The Soulful Atom

Reflecting over life through weird, crazy, ever changing, euphoric, absurd, confused and at times impartial lenses -a journey of curiosity and questions with my two alter egos.. as I try to fall out of the stagnation of instability.. or the desperate attempt to remain..

Oh yes. Thats right. What do you say when someone asks whose there? You say its me! I've been lost and confused many times. And in being lost and confused and finding my way out is being myself. Rather that what life is i believe. However there are moments of realisation, about life, love, yourself, another person, relationships anything.. I had some moments before, but this one is quite special.
I've written about people. MANY people, love interests mostly. This blog itself was formed to try to find myself when i was betrayed in one of the most classic of ways by a guy. But then the blog became a part of me. It really helped me to find myself. I won't say i have accomplished the feat but nonetheless the blog is a constant reminder of who i am.

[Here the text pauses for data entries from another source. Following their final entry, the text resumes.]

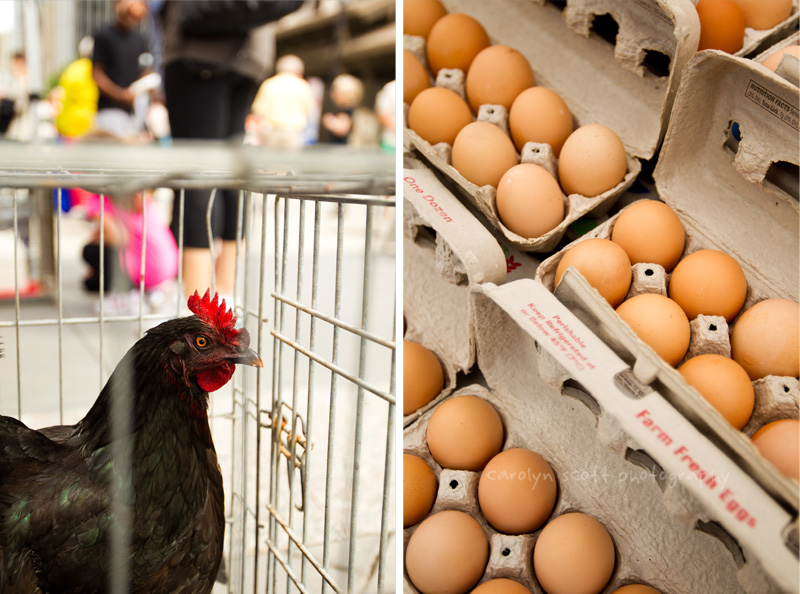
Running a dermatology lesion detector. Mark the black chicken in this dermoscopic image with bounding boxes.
[0,292,263,594]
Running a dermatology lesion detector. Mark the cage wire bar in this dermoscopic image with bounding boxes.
[0,143,396,594]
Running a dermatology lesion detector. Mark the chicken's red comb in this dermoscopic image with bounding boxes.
[188,289,240,341]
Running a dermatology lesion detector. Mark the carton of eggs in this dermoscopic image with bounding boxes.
[537,200,800,478]
[403,384,739,594]
[404,7,641,251]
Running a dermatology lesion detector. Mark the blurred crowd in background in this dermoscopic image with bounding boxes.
[0,0,395,313]
[0,0,395,150]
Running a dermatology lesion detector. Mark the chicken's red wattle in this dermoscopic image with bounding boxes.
[197,363,236,392]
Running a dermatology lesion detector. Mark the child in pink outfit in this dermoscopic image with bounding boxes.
[79,191,178,291]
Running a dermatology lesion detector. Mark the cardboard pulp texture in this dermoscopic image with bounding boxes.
[403,157,538,424]
[460,280,799,594]
[536,50,800,588]
[404,0,700,252]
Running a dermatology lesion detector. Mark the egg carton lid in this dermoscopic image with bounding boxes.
[708,0,800,58]
[752,26,800,86]
[654,50,800,301]
[471,280,800,592]
[443,0,700,159]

Recently somethings happened which were quite against my nature. Rather against something i believed myself to be. I thought i would have to change, that i can't be myself any more it crushed me. People told me thats how its meant to be, you have to change somethings so on an so forth, like people always tell, like someone pays them to tell you things! Duhhh! irritating. Anyway.. So i was thinking about things which mean so much to me. Things which are so dear to me, my thoughts, actions everything defines me, the person i am. How can i change myself and for what? i was feeling pressurised and thought i couldn't go ahead. the only person i could think of sharing it with thankfully was the same person closely involved in all this!
What happened next, won't delve into the details now, made me i believe that even after all trials and tribulations in life, it does need a lot of luck to find someone who beyond everything lets you be yourself! Who infact urges you to be yourself! That was all i could ask for.. Someone who makes it such joy to say it is me! This is me, i don't have to and i won't change only cause the so called society needs me to act in a certain way. And it is such a huge deal that you are supported and accepted fully as you are by the one you love! Thank you for being you and being with me.. :) What is this if not love? :)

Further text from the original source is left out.